I'm comparing two different surveys for two different symptoms of migraine. Because I want to present the correlation for each symptom in both a table and a plot, I used cor.test() to retrieve the values for the table, and ggplot() and sm_statCorr() to create the plot. However, the two functions to calculate Spearman's rho give slightly different results.

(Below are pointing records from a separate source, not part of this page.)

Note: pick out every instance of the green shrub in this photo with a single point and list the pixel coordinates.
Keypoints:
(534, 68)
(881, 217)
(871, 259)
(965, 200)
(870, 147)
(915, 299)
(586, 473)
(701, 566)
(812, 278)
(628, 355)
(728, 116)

I suspect that it has to do with my data transformation, but I haven't been able to figure out wherein.
Here is a reproducible example:
pacman::p_load(stats, dplyr, ggplot2, smplot2)
# Import and transform data
data <- matrix(c(1, "headache", 1, NA, 1, "aura", 0, 0, 2, "headache", 1, 1, 2, "aura", 0, 0,
3, "headache", -1, -1, 3, "aura", 0, 1, 4, "headache", 1, 2, 4, "aura", -2, -2,
5, "headache", 0, 1, 5, "aura", 1, 1, 6, "headache", 2, 2, 6, "aura", 0, 0,
7, "headache", 0, 0, 7, "aura", 0, 0, 8, "headache", 1, 1, 8, "aura", 0, 0,
9, "headache", 1, 0, 9, "aura", 0, 0, 10, "headache", 1, -1, 10, "aura", 0, 0,
11, "headache", 0, 1, 11, "aura", 0, 0, 12, "headache", 0, 0, 12, "aura", 0, 0),
nrow = 24, ncol = 4, byrow = T)
colnames(data) = c("id", "symptom", "survey_1", "survey_2")
data <- as.matrix(data)
data <- as.data.frame(data)
data$id <- as.numeric(data$id)
data$survey_1 <- as.numeric(data$survey_1)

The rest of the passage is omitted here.